12. DEZEMBER Jedes Haus hat eine Nummer. Doch was dahintersteckt, wissen nur wenige. Zum Glück gibt es Adventskalender: Da darf man täglich eine nummerierte Tür öffnen – und sich überraschen lassen

„Heute 15 Herzen mehr, helle und dunkle“, sagt Lars Siebert zu seinem Angestellten. Der bestreicht handgroße Lebkuchenherzen mit Schokolade. Siebert ist schon seit neun Stunden wach, sein Tag beginnt immer um halb eins morgens und endet, wenn alle Kunden bedient sind. Und davon sind viele da, an diesem lausig kalten Dezembermorgen stehen sogar noch neun auf der Straße Schlange. 1906 backte Lars Sieberts Urgroßvater in der Schönfließer Straße 12 die ersten Brötchen, damit ist sie die älteste Bäckerei Berlins. Damals galt Prenzlauer Berg als Arbeiterviertel, heute folgt auf dem Weg zur Bäckerei ein Kindergarten auf jede Boutique.

„Das Rezept des Stollens ist noch von meinen Urgroßvater“, erzählt Siebert. Die Stollen kommen in den Ofen, danach werden die verbrannten Rosinen abgepult, damit nichts bitter schmeckt. Dann wird er rundherum gebuttert, gezuckert und muss abkühlen. Puderzucker drüber, und dann erst ist er fertig. „Das ist der Unterschied zwischen uns und einem maschinell betriebenen Bäcker“, sagt Siebert, „wir machen alles mit der Hand“. Die Zutaten kauft er möglichst aus regionaler Herkunft. Das Mehl zum Beispiel ist aus Brandenburg.

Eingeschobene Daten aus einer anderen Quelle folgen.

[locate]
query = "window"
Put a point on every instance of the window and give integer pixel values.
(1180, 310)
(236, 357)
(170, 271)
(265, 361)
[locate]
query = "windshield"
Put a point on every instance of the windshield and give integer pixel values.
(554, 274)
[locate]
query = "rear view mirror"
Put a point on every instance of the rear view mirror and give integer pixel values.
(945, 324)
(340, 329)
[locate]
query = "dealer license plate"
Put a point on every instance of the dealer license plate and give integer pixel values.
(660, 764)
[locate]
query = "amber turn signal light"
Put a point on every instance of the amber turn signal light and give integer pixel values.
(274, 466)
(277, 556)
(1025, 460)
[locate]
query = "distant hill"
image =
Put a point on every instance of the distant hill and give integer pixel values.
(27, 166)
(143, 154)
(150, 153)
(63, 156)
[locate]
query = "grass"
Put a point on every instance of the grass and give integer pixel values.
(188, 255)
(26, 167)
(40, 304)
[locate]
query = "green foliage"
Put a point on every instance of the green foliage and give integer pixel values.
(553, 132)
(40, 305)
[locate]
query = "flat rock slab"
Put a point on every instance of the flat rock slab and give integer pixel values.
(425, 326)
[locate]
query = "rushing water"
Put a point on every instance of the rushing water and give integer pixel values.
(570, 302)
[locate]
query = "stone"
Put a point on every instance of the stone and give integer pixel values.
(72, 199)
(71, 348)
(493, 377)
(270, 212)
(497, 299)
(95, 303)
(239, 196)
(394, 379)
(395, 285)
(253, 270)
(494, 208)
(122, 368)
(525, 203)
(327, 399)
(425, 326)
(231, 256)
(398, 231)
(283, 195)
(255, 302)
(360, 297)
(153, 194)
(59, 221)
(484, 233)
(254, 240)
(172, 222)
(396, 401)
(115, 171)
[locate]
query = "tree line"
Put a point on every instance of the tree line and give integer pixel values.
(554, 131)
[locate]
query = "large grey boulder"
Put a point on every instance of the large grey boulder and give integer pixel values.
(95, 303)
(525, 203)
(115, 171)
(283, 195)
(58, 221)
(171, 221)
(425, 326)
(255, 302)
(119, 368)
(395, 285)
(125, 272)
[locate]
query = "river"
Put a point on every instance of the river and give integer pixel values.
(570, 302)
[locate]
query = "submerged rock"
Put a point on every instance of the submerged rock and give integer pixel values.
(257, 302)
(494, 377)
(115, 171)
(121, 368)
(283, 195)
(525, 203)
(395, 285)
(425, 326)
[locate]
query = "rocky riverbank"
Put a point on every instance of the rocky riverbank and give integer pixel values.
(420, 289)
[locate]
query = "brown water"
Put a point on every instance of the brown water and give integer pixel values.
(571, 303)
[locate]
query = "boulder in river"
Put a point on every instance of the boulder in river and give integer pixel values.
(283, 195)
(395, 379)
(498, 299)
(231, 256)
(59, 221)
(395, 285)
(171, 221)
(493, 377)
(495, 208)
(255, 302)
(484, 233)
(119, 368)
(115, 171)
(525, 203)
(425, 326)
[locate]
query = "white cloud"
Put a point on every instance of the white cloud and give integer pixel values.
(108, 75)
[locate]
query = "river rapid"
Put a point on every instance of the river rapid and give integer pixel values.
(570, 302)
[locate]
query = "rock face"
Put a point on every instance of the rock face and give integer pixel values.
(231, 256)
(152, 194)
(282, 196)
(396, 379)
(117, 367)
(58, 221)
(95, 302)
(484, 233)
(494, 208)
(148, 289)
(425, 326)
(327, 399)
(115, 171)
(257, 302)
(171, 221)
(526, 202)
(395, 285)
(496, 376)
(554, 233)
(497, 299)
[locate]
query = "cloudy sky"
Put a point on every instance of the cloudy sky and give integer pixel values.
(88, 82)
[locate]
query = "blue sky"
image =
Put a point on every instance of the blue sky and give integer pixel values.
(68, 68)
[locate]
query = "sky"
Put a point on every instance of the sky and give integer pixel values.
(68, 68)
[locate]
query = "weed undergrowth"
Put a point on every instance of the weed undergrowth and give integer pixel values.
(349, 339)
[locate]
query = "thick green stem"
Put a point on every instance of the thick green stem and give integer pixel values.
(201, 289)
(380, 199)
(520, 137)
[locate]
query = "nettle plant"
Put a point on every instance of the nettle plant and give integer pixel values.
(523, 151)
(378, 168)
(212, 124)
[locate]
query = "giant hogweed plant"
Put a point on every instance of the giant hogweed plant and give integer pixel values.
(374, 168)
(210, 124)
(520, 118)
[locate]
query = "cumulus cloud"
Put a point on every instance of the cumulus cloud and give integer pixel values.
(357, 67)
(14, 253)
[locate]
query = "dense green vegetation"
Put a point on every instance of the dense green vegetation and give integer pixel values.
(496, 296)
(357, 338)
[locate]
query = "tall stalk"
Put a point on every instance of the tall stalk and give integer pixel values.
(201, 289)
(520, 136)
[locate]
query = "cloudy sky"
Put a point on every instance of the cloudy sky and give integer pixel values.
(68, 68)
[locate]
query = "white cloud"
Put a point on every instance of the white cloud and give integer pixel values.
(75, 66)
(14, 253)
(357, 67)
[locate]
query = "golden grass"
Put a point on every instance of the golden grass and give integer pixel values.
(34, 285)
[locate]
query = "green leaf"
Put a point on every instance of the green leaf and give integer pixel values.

Es gebe auch noch andere traditionelle Bäckereien in Berlin, aber man finde sie oft nicht, meint er. Das Problem sei, dass jeder, der tiefgekühlte Brötchen aufbäckt, vorne auf seinen Laden „Bäcker“ schreiben darf. An Kundschaft fehlt es ihm nicht. An vollen Tagen gehen 10.000 Brötchen durch seinen Ofen, an weniger guten immerhin 3.000. Nicht nur Kiezbewohner kommen zu ihm, sondern auch solche, die weiter rausgezogen sind, decken sich häufig noch einmal in der Woche bei ihm ein. Im Sommer hing sogar ein Zettel in der Bäckerei, der ihr ganz besondere Ehre verlieh: Jemand, der nach Rostock gezogen war, bat jeden, der in die Richtung fuhr, ihm Brötchen und Brot von der Bäckerei Siebert mitzubringen. Er sei auch bereit, doppelt und dreifach zu zahlen.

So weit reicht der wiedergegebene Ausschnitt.